DBT连接多个表

DBT join multiple tables

我正在学习 DBT,特别是 dbt-mysql。我无法将多个 table 合并为一个 table。 我想做的事: 按 table 的 last_updated(时间戳)日期按几列分组,然后通过拆分 last_updated 字段将这些列组合成单个 table。这是我希望我的数据结束的方式:

这是我的暂存模型(我认为应该直接从数据库中选择):

staging/clients/stg_clients_fields.sql

SELECT id, created, last_updated, service, order_count, spent_count, deleted, country
FROM client_database.clients

然后我有了中间模型(我认为应该根据我的需要重建数据): intermediate/clients/clients_last_updated_grouped.sql

SELECT YEAR(last_updated) as year_updated, MONTH(last_updated) as month_updated, COUNT(id) as client_count
FROM {{ ref('stg_clients_fields') }}
GROUP BY YEAR(last_updated), MONTH (last_updated)

intermediate/clients/clients_deleted_grouped.sql

SELECT YEAR(last_updated) as year_updated, MONTH(last_updated) as month_updated, COUNT(id) as deleted
FROM {{ ref('stg_clients_fields') }}
WHERE deleted = 1
GROUP BY YEAR(last_updated), MONTH (last_updated)

intermediate/clients/clients_service_grouped.sql

SELECT YEAR(last_updated) as year_updated, MONTH(last_updated) as month_updated, COUNT(id) as service
FROM {{ ref('stg_clients_fields') }}
WHERE service IS NOT NULL
GROUP BY YEAR(last_updated), MONTH (last_updated)

其他列基于它们的 WHERE 子句遵循相同的模式。

现在我需要创建一个集市模型,它将使用所有以前创建的数据并将其放在一个单一的 table。

在这一点上,我最终得到几个 table,其中 last_updated 字段被分隔开,具体的列值在日期旁边。

我现在如何将所有这些 table 合并到 last_updated split into columns 字段中?

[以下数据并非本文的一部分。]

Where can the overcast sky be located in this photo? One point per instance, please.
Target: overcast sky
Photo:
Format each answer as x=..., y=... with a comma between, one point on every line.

或者也许有更好的解决方案来按年和月对数据进行分组并根据条件获取单独的列值?

我是 DBT 的新手,所以欢迎所有的帮助和建议!

因为 clients_last_updated_grouped 没有 where 条件,它保证具有其他模型中的所有 year/month 组合。这使它变得容易得多。您可以仅 select 来自该模型并在年月加入其他模型:

with
    updated as (select * from {{ ref('clients_last_updated_grouped') }} ),
    deleted as (select * from  ),
    service as (select * from  ),

    joined as (
        select
            updated.year,
            updated.month,
            updated.client_count,
            coalesce(deleted.deleted, 0) as deleted_count,
            coalesce(service.service, 0) as service_count

        from
            updated
            left join deleted on updated.year = deleted.year and updated.month = deleted.month
            left join service on updated.year = service.year and updated.month = service.month
    )
select *
from joined

如果您的数据库不支持 CTE (with ...),这将变为:

select
    updated.year,
    updated.month,
    updated.client_count,
    coalesce(deleted.deleted, 0) as deleted_count,
    coalesce(service.service, 0) as service_count

from
    {{ ref('clients_last_updated_grouped') }} as updated
    left join {{ ref('clients_deleted_grouped') }} as deleted on updated.year = deleted.year and updated.month = deleted.month
    left join {{ ref('clients_service_grouped') }} as service on updated.year = service.year and updated.month = service.month

如果不是 clients_last_updated_grouped 具有其他表的每个 month/year 组合,则需要先构造一个“date spine”,然后左连接所有 3该日期书脊的表格。